Nove giorni di accertamenti hanno consentito di ricostruire nei dettagli la violenta rissa avvenuta l’11 luglio in Piazza Spada, a Fiuggi. Al termine delle attività investigative sono stati denunciati sette giovani, italiani e stranieri, ritenuti coinvolti nell’episodio che ha animato il centro cittadino con una sequenza di aggressioni culminata anche con il ferimento di uno dei partecipanti, costretto a ricorrere alle cure mediche.
Indagini sulla violenta aggressione nel centro di Fiuggi
L’episodio si è verificato nella centrale Piazza Spada, uno dei luoghi più frequentati della città termale durante il periodo estivo. Le verifiche hanno permesso di individuare tutti i partecipanti alla rissa, compresi due ragazze presenti durante gli scontri. L’attività investigativa ha consentito di delineare un quadro indiziario ritenuto particolarmente grave nei confronti dei sette giovani, ai quali viene contestato il reato di rissa aggravata.
Per arrivare all’identificazione dei presunti responsabili è stata ricostruita l’intera sequenza dei fatti. L’analisi delle immagini registrate dagli impianti di videosorveglianza ha permesso di seguire ogni fase dell’episodio, offrendo un quadro dettagliato dei movimenti e dei comportamenti dei soggetti coinvolti.
Calci, pugni e oggetti usati durante gli scontri
La ricostruzione evidenzia un’escalation di violenza sviluppatasi in pochi istanti. Dalle immagini emerge che gli scontri sono proseguiti con calci, pugni e spintoni, mentre uno dei partecipanti avrebbe preso un leggio da un’attività presente nella piazza, utilizzandolo come corpo contundente durante l’aggressione. Nel corso della colluttazione è stato anche scaraventato a terra un tavolo, aumentando il livello di pericolosità dell’intera vicenda.

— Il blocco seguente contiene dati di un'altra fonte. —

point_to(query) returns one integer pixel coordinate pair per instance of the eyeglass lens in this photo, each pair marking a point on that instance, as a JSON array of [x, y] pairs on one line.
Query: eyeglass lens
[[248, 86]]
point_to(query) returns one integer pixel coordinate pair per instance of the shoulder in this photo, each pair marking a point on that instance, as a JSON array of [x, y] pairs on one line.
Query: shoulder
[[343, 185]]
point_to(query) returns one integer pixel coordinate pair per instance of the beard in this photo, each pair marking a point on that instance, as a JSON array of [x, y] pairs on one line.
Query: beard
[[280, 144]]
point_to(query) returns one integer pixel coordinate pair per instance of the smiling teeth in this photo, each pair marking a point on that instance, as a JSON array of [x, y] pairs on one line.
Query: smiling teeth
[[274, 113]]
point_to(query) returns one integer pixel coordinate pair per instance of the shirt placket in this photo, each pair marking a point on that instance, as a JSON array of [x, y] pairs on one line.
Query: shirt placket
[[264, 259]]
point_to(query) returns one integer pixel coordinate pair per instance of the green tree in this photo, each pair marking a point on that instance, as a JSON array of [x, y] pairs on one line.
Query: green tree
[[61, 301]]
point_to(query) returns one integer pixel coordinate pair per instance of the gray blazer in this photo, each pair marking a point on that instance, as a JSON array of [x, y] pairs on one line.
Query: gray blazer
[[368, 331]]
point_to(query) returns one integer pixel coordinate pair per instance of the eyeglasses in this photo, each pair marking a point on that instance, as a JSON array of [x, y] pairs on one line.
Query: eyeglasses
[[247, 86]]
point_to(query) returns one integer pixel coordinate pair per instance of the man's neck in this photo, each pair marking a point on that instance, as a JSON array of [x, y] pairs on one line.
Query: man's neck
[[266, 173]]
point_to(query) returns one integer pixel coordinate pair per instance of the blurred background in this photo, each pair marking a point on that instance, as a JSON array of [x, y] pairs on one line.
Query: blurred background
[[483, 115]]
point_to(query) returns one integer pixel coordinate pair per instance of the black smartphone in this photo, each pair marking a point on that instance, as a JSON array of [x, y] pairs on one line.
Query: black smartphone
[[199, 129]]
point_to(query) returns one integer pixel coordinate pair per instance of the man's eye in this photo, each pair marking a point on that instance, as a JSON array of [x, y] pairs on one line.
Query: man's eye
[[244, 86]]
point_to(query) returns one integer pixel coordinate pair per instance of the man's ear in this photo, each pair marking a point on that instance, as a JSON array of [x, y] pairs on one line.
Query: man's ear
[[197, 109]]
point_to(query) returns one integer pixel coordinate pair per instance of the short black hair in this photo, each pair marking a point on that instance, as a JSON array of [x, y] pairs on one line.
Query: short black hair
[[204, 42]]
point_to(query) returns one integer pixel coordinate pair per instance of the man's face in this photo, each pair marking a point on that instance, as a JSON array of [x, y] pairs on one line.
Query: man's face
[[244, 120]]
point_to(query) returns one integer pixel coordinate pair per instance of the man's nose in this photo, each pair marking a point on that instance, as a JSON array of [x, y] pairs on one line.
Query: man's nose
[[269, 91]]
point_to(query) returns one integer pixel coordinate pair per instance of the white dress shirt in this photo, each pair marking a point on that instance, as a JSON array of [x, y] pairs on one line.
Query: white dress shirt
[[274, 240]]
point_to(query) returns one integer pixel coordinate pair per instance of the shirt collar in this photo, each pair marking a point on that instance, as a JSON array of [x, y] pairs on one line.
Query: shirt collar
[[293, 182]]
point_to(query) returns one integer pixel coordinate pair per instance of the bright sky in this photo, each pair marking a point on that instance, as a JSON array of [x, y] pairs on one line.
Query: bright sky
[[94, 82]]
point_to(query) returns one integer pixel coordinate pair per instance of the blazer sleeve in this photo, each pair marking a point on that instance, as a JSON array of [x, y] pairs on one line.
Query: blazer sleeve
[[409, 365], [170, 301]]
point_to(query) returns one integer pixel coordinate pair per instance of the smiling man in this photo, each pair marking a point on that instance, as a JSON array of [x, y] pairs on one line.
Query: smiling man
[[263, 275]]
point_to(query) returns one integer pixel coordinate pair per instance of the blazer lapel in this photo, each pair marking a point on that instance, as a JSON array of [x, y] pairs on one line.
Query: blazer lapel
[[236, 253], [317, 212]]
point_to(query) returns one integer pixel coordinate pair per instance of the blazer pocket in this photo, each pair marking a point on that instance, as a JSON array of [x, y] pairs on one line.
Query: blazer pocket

Uno dei giovani coinvolti ha riportato conseguenze fisiche tali da rendere necessario l’intervento dei sanitari. L’episodio ha richiamato l’attenzione di numerosi presenti, vista la violenza delle azioni avvenute in uno spazio pubblico particolarmente frequentato, soprattutto nelle ore serali della stagione estiva.
Un ulteriore episodio davanti al Commissariato
Le indagini hanno portato alla luce anche un secondo fatto collegato agli stessi eventi. Uno dei soggetti coinvolti si è successivamente presentato al Commissariato di Fiuggi, dove avrebbe colpito ripetutamente con pugni il citofono dell’edificio, provocandone il danneggiamento.

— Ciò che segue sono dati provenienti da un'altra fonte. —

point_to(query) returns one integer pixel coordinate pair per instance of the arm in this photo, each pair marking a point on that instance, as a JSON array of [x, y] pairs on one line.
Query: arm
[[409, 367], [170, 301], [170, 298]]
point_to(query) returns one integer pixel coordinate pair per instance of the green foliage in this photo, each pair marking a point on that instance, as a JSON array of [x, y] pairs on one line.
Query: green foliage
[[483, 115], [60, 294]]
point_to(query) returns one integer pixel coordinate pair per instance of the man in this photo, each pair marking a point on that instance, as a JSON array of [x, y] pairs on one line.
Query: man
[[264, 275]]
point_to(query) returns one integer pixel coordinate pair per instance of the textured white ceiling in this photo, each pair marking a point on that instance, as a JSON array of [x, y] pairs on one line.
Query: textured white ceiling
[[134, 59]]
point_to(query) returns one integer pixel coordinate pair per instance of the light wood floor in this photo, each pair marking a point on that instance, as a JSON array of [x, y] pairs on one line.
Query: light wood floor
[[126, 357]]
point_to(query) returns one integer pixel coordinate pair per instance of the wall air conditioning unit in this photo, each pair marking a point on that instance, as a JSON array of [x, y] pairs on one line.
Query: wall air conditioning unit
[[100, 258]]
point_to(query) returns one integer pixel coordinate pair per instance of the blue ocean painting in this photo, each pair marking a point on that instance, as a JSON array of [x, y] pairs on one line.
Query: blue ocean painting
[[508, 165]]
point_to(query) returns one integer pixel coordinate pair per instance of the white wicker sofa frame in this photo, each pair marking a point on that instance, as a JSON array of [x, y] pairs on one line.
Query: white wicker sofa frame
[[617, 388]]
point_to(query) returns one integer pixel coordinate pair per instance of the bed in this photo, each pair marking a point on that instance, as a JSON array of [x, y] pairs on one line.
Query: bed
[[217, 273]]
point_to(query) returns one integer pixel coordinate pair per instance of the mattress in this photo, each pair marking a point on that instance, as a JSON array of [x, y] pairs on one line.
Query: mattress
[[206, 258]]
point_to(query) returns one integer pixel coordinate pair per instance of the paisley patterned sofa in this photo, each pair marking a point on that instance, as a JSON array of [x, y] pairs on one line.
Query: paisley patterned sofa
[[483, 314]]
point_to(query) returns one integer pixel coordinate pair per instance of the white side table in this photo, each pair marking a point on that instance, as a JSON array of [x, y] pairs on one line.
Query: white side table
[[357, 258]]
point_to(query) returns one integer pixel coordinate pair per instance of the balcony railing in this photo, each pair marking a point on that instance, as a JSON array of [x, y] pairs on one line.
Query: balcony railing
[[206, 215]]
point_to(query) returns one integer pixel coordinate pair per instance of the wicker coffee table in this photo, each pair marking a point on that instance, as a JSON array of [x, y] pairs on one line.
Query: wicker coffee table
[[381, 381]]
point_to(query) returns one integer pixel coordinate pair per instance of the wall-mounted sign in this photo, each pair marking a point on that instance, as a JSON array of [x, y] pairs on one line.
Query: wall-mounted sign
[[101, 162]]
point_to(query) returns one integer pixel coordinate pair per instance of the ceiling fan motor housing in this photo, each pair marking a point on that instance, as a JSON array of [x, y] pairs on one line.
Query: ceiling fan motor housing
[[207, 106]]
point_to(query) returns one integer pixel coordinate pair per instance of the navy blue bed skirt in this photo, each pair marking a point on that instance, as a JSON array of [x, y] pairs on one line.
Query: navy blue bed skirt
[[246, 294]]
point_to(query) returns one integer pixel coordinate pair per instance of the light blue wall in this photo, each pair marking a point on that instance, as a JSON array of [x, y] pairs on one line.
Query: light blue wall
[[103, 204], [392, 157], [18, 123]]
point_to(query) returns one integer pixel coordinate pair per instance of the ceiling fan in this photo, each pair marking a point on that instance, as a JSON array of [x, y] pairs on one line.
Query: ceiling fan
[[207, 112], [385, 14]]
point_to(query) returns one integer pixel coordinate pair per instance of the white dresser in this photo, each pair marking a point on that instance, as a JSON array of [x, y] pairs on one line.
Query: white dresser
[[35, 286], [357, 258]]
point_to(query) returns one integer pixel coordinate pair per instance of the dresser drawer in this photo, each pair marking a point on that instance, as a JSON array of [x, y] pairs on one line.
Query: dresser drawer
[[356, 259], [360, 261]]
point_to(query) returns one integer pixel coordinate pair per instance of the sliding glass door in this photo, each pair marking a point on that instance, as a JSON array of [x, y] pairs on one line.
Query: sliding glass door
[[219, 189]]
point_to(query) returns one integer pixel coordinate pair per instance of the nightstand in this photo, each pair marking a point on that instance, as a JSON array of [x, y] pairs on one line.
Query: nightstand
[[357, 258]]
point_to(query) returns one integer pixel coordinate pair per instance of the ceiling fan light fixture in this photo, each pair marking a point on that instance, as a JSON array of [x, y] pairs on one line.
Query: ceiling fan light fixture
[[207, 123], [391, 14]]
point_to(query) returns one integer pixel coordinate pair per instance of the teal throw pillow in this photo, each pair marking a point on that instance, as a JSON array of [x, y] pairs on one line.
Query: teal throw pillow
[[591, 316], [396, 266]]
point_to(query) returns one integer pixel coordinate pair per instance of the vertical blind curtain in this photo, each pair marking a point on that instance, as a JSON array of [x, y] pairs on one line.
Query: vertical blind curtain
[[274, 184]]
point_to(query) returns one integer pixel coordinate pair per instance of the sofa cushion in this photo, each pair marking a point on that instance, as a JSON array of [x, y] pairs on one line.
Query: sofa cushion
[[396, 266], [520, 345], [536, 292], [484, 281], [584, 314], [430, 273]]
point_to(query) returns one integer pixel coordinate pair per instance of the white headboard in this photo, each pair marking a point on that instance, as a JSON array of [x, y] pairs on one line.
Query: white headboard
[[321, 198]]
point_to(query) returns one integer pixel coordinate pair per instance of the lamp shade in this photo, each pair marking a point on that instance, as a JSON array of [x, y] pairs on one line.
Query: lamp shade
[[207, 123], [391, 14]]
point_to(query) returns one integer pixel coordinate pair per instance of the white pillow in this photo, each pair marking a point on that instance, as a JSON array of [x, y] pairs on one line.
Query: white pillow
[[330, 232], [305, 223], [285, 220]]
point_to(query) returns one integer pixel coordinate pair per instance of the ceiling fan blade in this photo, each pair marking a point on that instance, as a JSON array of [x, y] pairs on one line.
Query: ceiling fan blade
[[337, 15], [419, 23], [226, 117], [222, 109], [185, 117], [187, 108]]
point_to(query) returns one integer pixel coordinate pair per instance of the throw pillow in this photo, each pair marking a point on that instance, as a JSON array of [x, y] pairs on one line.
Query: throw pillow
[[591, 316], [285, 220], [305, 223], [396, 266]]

Per questo comportamento, oltre alla contestazione della rissa aggravata, nei suoi confronti è stato contestato anche il reato di danneggiamento aggravato relativo all’impianto citofonico. La posizione del giovane risulta quindi aggravata da un’ulteriore ipotesi di reato che si aggiunge a quella contestata agli altri partecipanti.
Le conseguenze giudiziarie per i sette giovani
L’attività investigativa si è conclusa con il deferimento all’Autorità giudiziaria dei sette giovani individuati. Il procedimento consentirà di approfondire ogni singola posizione, valutando il ruolo ricoperto da ciascun indagato durante gli scontri avvenuti in Piazza Spada.
L’episodio richiama l’attenzione sul fenomeno delle risse che coinvolgono gruppi di giovani nei centri urbani, soprattutto durante i periodi di maggiore afflusso di persone. In questo caso la ricostruzione della dinamica è stata resa possibile grazie all’incrocio degli elementi raccolti nel corso delle indagini, che hanno permesso di attribuire le rispettive responsabilità e di delineare l’intera successione degli eventi avvenuti nella serata dell’11 luglio a Fiuggi.